According to the qq plot, the observations all follow the line and the residuals are roughly normally distributed. The Shapiro test confirms this because all p values are above 0.05.

## 5. Test variance

```{r}
leveneTest(mydata.aov)

```

The assumption that the variance is homogenous is fulfilled because the p value is higher than 0.05.

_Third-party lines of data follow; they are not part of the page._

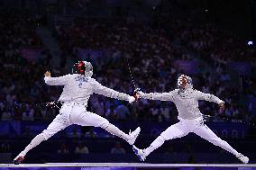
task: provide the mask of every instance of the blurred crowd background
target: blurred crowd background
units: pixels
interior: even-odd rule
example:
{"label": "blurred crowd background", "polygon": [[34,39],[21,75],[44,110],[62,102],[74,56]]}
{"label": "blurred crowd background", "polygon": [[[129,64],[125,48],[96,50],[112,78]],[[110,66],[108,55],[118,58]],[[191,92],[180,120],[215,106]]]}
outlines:
{"label": "blurred crowd background", "polygon": [[[224,112],[200,102],[202,112],[213,116],[206,123],[241,152],[253,155],[255,6],[254,1],[238,0],[1,0],[0,157],[10,161],[59,113],[45,103],[57,101],[62,87],[48,86],[44,72],[71,74],[78,60],[92,62],[93,77],[102,85],[129,94],[135,88],[129,66],[136,87],[147,93],[171,91],[180,74],[192,76],[196,89],[225,102]],[[142,125],[138,143],[143,147],[178,121],[170,102],[129,104],[94,94],[87,110],[126,131]],[[236,161],[203,159],[207,157],[202,153],[219,157],[220,151],[189,136],[164,145],[150,161]],[[161,159],[166,153],[169,157]],[[102,161],[109,154],[118,156],[107,160],[135,160],[123,141],[97,129],[72,126],[41,144],[28,162]]]}

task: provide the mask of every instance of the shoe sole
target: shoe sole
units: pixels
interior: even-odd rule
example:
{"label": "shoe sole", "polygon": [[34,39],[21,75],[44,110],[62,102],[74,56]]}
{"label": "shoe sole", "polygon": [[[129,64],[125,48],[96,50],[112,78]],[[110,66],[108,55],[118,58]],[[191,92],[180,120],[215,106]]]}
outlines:
{"label": "shoe sole", "polygon": [[139,155],[138,150],[133,146],[133,152],[136,154],[136,156],[139,157],[140,161],[143,162],[144,160],[142,159],[142,157]]}

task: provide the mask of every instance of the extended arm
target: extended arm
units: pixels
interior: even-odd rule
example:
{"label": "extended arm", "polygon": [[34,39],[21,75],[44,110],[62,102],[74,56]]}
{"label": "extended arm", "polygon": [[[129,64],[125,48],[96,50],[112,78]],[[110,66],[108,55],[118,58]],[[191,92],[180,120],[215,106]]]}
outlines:
{"label": "extended arm", "polygon": [[44,76],[44,81],[49,85],[65,85],[69,76],[69,75],[66,75],[59,77],[51,77],[49,71],[47,71]]}
{"label": "extended arm", "polygon": [[135,98],[126,94],[116,92],[113,89],[107,88],[98,82],[95,81],[93,84],[94,93],[111,97],[118,100],[128,101],[130,103],[135,101]]}
{"label": "extended arm", "polygon": [[216,103],[218,104],[224,103],[224,101],[222,101],[221,99],[219,99],[218,97],[216,97],[215,95],[211,94],[205,94],[203,92],[197,91],[197,95],[198,100],[204,100],[204,101],[208,101],[208,102],[212,102],[212,103]]}
{"label": "extended arm", "polygon": [[144,94],[142,92],[138,92],[139,97],[150,100],[160,100],[160,101],[172,101],[173,102],[173,93],[149,93]]}

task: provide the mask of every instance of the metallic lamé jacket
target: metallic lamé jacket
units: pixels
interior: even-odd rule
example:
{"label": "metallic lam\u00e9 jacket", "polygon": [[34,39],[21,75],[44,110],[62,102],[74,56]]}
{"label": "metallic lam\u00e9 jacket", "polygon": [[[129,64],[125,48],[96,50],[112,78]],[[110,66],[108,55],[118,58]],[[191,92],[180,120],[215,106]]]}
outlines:
{"label": "metallic lam\u00e9 jacket", "polygon": [[173,102],[178,109],[178,117],[185,120],[193,120],[202,116],[202,113],[198,108],[199,100],[214,102],[218,104],[220,103],[224,103],[224,101],[211,94],[204,94],[194,89],[189,89],[187,91],[186,95],[183,95],[178,89],[161,94],[144,94],[140,92],[140,95],[141,98],[144,99]]}
{"label": "metallic lam\u00e9 jacket", "polygon": [[87,104],[93,94],[107,97],[129,101],[130,95],[116,92],[99,84],[90,76],[78,74],[66,75],[59,77],[45,76],[44,81],[49,85],[64,85],[59,101]]}

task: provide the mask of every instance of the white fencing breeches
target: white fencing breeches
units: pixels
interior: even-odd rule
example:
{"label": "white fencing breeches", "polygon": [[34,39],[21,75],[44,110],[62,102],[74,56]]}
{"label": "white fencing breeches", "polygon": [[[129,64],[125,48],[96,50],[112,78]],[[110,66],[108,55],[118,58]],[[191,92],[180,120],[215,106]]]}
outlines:
{"label": "white fencing breeches", "polygon": [[113,135],[118,136],[124,140],[129,140],[130,136],[120,130],[109,121],[93,112],[87,111],[83,105],[78,104],[63,104],[59,110],[59,113],[56,116],[53,121],[44,130],[41,134],[37,135],[32,142],[22,152],[24,156],[29,150],[39,145],[41,141],[47,140],[57,132],[64,130],[71,124],[78,124],[81,126],[94,126],[100,127],[107,130]]}
{"label": "white fencing breeches", "polygon": [[202,118],[195,120],[179,120],[179,122],[169,127],[151,144],[149,148],[143,150],[146,156],[160,147],[166,140],[181,138],[190,132],[193,132],[214,145],[221,147],[228,152],[237,156],[238,152],[226,141],[218,138],[206,125],[205,125]]}

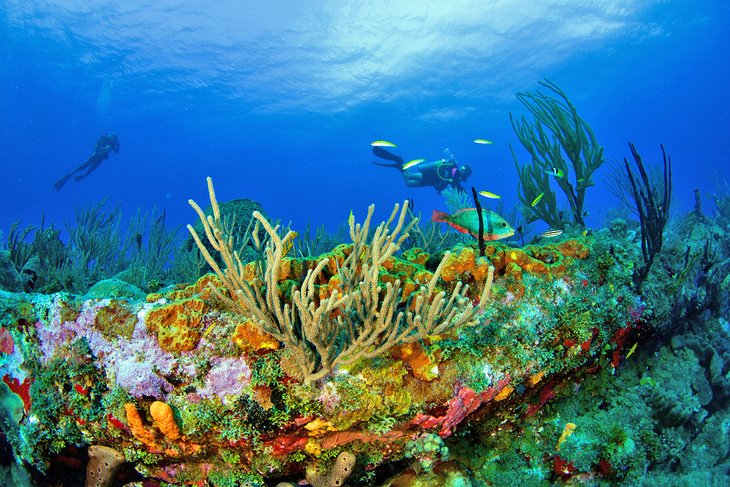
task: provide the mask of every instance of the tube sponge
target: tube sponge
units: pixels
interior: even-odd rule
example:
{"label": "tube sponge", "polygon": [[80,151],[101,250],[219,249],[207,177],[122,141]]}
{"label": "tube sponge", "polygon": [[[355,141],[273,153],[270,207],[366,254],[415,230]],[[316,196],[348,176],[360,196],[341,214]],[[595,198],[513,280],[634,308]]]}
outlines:
{"label": "tube sponge", "polygon": [[153,402],[150,406],[150,416],[163,435],[171,440],[180,438],[180,428],[175,423],[175,416],[168,404],[162,401]]}

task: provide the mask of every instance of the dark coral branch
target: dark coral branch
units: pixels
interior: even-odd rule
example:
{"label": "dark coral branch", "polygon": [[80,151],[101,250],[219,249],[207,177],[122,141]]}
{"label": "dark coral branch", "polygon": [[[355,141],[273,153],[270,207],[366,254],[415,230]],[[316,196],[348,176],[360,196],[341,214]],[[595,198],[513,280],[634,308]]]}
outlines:
{"label": "dark coral branch", "polygon": [[487,248],[484,245],[484,216],[482,215],[482,205],[479,203],[477,190],[474,186],[471,187],[471,194],[474,197],[474,208],[476,208],[477,215],[479,216],[479,255],[484,257]]}
{"label": "dark coral branch", "polygon": [[663,178],[661,182],[652,181],[634,144],[629,143],[629,148],[637,174],[632,172],[627,159],[624,159],[624,166],[636,211],[639,214],[641,255],[644,259],[644,265],[639,268],[635,276],[635,283],[639,287],[649,274],[654,258],[662,250],[664,227],[669,219],[669,204],[672,199],[672,160],[662,145]]}

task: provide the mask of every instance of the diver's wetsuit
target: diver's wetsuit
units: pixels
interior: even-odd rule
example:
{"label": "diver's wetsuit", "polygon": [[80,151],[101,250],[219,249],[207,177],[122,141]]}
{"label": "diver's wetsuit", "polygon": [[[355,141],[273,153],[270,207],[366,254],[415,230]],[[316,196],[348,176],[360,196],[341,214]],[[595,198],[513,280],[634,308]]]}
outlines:
{"label": "diver's wetsuit", "polygon": [[461,183],[471,174],[468,165],[459,166],[454,159],[440,159],[438,161],[423,162],[408,169],[403,169],[403,158],[397,156],[382,147],[373,147],[373,154],[393,161],[391,164],[373,161],[373,164],[385,167],[394,167],[400,170],[407,186],[425,187],[433,186],[439,193],[449,186],[464,191]]}
{"label": "diver's wetsuit", "polygon": [[56,181],[53,184],[53,187],[56,188],[56,191],[59,191],[63,188],[63,185],[66,184],[66,181],[68,181],[71,176],[74,177],[74,181],[81,181],[86,176],[94,172],[96,168],[98,168],[101,163],[109,157],[109,153],[111,151],[119,153],[119,138],[117,137],[117,134],[102,135],[96,142],[94,153],[86,159],[86,162]]}

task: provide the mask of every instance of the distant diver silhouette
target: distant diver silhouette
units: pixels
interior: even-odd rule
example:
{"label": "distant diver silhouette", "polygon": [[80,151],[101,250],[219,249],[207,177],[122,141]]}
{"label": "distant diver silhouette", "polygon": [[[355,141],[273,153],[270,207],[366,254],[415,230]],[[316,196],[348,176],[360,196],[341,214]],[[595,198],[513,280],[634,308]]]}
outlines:
{"label": "distant diver silhouette", "polygon": [[119,153],[119,138],[117,137],[117,134],[102,135],[96,142],[94,153],[86,159],[86,162],[56,181],[53,184],[53,187],[56,188],[56,191],[60,191],[71,176],[73,176],[74,181],[81,181],[86,176],[94,172],[96,168],[98,168],[101,163],[109,157],[109,153],[111,151]]}
{"label": "distant diver silhouette", "polygon": [[410,187],[433,186],[440,193],[451,186],[464,191],[461,183],[471,175],[471,167],[468,164],[460,165],[448,149],[444,151],[443,159],[432,162],[424,161],[411,167],[407,165],[404,167],[401,156],[382,147],[373,147],[373,154],[381,159],[392,161],[390,164],[373,161],[373,164],[398,169],[403,175],[406,185]]}

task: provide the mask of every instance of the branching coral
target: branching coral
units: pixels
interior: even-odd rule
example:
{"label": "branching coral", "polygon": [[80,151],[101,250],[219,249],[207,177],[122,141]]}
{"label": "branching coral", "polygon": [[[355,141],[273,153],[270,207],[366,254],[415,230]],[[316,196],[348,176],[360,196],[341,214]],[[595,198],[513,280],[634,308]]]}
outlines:
{"label": "branching coral", "polygon": [[[254,217],[269,236],[269,243],[265,248],[266,262],[260,266],[260,275],[249,282],[241,259],[232,249],[231,237],[225,235],[221,228],[210,178],[208,190],[213,215],[206,216],[192,200],[190,204],[203,222],[205,234],[219,252],[225,269],[218,266],[193,228],[188,225],[188,229],[232,295],[228,298],[221,294],[221,298],[285,345],[291,362],[295,364],[292,374],[305,383],[327,376],[339,365],[377,357],[399,343],[472,324],[476,311],[484,306],[489,295],[493,272],[489,273],[476,308],[466,296],[468,286],[458,283],[450,295],[436,290],[448,253],[428,284],[411,293],[407,302],[403,302],[400,280],[380,284],[382,266],[400,248],[414,224],[414,221],[404,223],[408,208],[404,203],[400,212],[399,206],[395,206],[387,222],[375,229],[369,243],[374,207],[370,206],[362,225],[356,224],[351,215],[348,223],[352,250],[337,268],[336,288],[329,296],[318,295],[316,285],[323,282],[324,270],[329,263],[329,259],[324,258],[307,272],[301,287],[291,292],[291,303],[284,302],[278,284],[285,248],[294,238],[294,232],[289,231],[280,237],[276,228],[260,213],[254,212]],[[391,230],[390,225],[394,221],[396,225]],[[258,244],[255,232],[254,241]]]}
{"label": "branching coral", "polygon": [[624,159],[626,177],[631,185],[631,195],[641,223],[641,255],[644,265],[639,268],[635,278],[637,286],[640,286],[649,275],[654,257],[662,250],[664,226],[669,218],[669,203],[672,199],[672,160],[662,146],[663,177],[652,178],[647,174],[634,144],[629,143],[629,147],[638,171],[634,175],[629,161]]}
{"label": "branching coral", "polygon": [[[528,223],[541,219],[552,227],[563,226],[555,193],[550,188],[550,178],[554,175],[555,182],[568,199],[574,223],[584,226],[585,192],[593,186],[591,176],[603,164],[603,148],[565,92],[550,81],[540,84],[557,97],[539,91],[516,95],[532,113],[534,121],[530,122],[524,116],[518,120],[510,114],[520,143],[532,156],[532,162],[522,167],[515,158],[523,212]],[[543,196],[540,197],[541,194]]]}

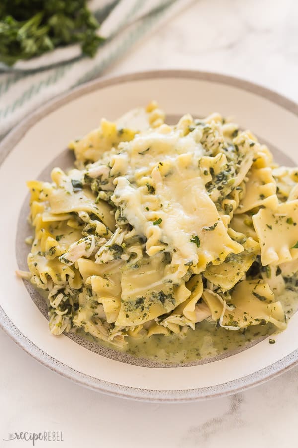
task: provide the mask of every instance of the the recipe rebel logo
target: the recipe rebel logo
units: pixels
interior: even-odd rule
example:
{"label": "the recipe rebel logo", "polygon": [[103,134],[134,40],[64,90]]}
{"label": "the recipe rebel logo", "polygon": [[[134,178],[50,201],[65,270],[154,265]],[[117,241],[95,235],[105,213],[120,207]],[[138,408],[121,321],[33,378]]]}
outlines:
{"label": "the recipe rebel logo", "polygon": [[20,433],[9,433],[8,437],[3,440],[7,442],[11,440],[25,440],[31,442],[34,447],[35,442],[39,440],[44,442],[63,442],[63,438],[62,431],[43,431],[40,433],[22,431]]}

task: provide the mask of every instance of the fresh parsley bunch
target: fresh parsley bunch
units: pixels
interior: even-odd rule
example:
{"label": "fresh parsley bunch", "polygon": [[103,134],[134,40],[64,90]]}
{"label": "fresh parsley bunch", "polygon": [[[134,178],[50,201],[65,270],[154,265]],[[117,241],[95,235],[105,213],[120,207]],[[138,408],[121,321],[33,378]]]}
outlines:
{"label": "fresh parsley bunch", "polygon": [[57,47],[79,43],[93,56],[103,39],[86,0],[0,0],[0,61],[12,65]]}

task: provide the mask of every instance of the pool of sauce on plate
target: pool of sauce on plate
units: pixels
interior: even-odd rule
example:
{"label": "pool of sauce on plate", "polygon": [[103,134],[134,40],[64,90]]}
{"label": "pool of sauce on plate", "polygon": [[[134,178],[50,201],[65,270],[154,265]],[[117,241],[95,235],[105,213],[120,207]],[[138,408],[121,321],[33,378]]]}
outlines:
{"label": "pool of sauce on plate", "polygon": [[[284,292],[277,298],[282,303],[287,319],[298,308],[298,285],[296,283],[298,282],[295,278],[288,281]],[[217,327],[214,322],[205,320],[197,324],[195,330],[190,329],[184,334],[166,336],[153,335],[142,339],[128,336],[126,340],[127,352],[134,356],[159,362],[183,364],[243,349],[269,335],[272,335],[274,340],[274,334],[278,332],[275,326],[270,323],[235,331]]]}
{"label": "pool of sauce on plate", "polygon": [[[282,294],[276,297],[276,300],[281,302],[288,320],[298,309],[298,277],[286,280],[285,289]],[[153,335],[149,338],[140,338],[128,336],[125,338],[127,345],[124,349],[99,341],[82,329],[76,329],[75,333],[90,342],[114,351],[125,351],[136,357],[155,362],[183,365],[241,351],[252,343],[256,343],[270,335],[270,339],[275,340],[274,335],[279,331],[271,323],[251,326],[245,330],[227,330],[217,327],[213,321],[204,320],[196,325],[195,330],[189,329],[184,334],[173,334],[169,336]],[[268,343],[268,349],[270,346]]]}

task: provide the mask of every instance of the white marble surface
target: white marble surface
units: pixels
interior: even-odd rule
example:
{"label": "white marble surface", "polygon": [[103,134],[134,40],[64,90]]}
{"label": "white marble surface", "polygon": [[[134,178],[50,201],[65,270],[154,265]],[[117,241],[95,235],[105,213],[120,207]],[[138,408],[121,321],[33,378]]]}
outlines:
{"label": "white marble surface", "polygon": [[[246,78],[298,101],[298,19],[297,0],[199,0],[106,74],[209,70]],[[0,447],[32,446],[2,441],[8,433],[21,431],[62,431],[64,441],[56,444],[67,448],[91,444],[275,448],[296,443],[297,368],[240,394],[161,405],[116,399],[73,384],[39,365],[2,331],[0,356]]]}

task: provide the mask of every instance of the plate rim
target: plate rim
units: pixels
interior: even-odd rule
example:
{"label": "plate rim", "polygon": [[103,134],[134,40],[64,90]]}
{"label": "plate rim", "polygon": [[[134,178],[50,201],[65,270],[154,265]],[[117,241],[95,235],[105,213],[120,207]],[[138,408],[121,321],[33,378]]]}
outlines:
{"label": "plate rim", "polygon": [[[95,79],[61,94],[22,120],[0,143],[0,166],[27,131],[41,119],[64,104],[94,90],[131,81],[156,78],[183,78],[220,83],[246,90],[281,106],[298,117],[298,104],[259,84],[218,73],[192,70],[150,70]],[[0,327],[20,348],[50,370],[81,386],[118,397],[155,402],[185,402],[219,398],[238,393],[275,378],[298,364],[298,349],[270,366],[226,383],[197,389],[174,391],[140,389],[122,386],[90,376],[59,361],[41,350],[15,326],[0,305]],[[185,368],[187,368],[187,367]]]}

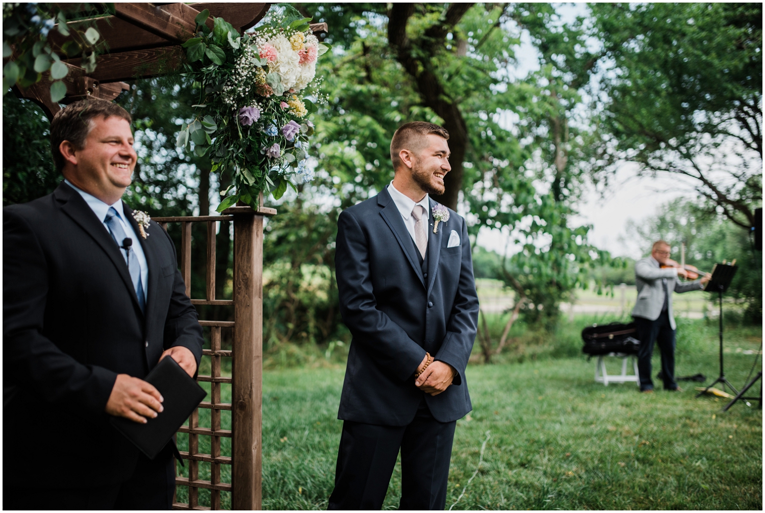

## 6. Test variance with Hartley's test, by hand

```{r}
var(mydata[mydata$Group == "Basal",]$POST3)
var(mydata[mydata$Group == "DRTA",]$POST3)
var(mydata[mydata$Group == "Strat",]$POST3)
var(mydata[mydata$Group == "DRTA",]$POST3)/var(mydata[mydata$Group == "Basal",]$POST3)
```

Because k = 3 and n - 1 = 22-1=21, the table for $\alpha$=0.05 shows us that the Hartley's test reaches significance at 2.95. Because my score is lower (1.72 < 2.95) the test is significant and the assumption that the variance is homogenous is fulfilled.

## 7. 1-way ANOVA

```{r}
summary(mydata.aov)
```

Our p value is lower than the $\alpha$ value of 0.05, which means the test is significant and we reject H0 and accept Ha that not all of the $\mu_i$ are equal.

## 8. Effect size

```{r}
# regular R^2

mean_data <- mean(mydata$POST3)
SST <- ((41-mean_data)^2 + (41-mean_data)^2 + (43-mean_data)^2 + (46-mean_data)^2 + (46-mean_data)^2 + (45-mean_data)^2 + (45-mean_data)^2 + (32-mean_data)^2 + (33-mean_data)^2 + (39-mean_data)^2 + (42-mean_data)^2 + (45-mean_data)^2 + (39-mean_data)^2 + (44-mean_data)^2 + (36-mean_data)^2 + (49-mean_data)^2 + (40-mean_data)^2 + (35-mean_data)^2 + (36-mean_data)^2 + (40-mean_data)^2 + (54-mean_data)^2 + (32-mean_data)^2 + (31-mean_data)^2 + (40-mean_data)^2 + (48-mean_data)^2 + (30-mean_data)^2 + (42-mean_data)^2 + (48-mean_data)^2 + (49-mean_data)^2 + (53-mean_data)^2 + (48-mean_data)^2 + (43-mean_data)^2 + (55-mean_data)^2 + (55-mean_data)^2 + (57-mean_data)^2 + (53-mean_data)^2 + (37-mean_data)^2 + (50-mean_data)^2 + (54-mean_data)^2 + (41-mean_data)^2 + (49-mean_data)^2 + (47-mean_data)^2 + (49-mean_data)^2 + (49-mean_data)^2 + (53-mean_data)^2 + (47-mean_data)^2 + (41-mean_data)^2 + (49-mean_data)^2 + (43-mean_data)^2 + (45-mean_data)^2 + (50-mean_data)^2 + (48-mean_data)^2 + (49-mean_data)^2 + (42-mean_data)^2 + (38-mean_data)^2 + (42-mean_data)^2 + (34-mean_data)^2 + (48-mean_data)^2 + (51-mean_data)^2 + (33-mean_data)^2 + (44-mean_data)^2 + (48-mean_data)^2 + (49-mean_data)^2 + (33-mean_data)^2 + (45-mean_data)^2 + (42-mean_data)^2)

(SSG <- 22*(41.04545 - mean_data)^2 + 22*(46.72727 - mean_data)^2 + 22*(44.27273 - mean_data)^2)

SSG/SST

summary(lm(POST3~Group, mydata))$adj.r.squared

```

The effect size is medium.

## 9. Post-hoc test Bonferroni

```{r}
pairwise.t.test(x = mydata$POST3, g = mydata$Group, p.adjust.method = "bonferroni")
```

The most significant difference according to this test is between DRTA and Basal.

## 10. Post-hoc test TukeyHSD

```{r}
TukeyHSD(mydata.aov)
```

This test agrees with my statement at exercise 9: the biggest difference is between DRTA and Basal.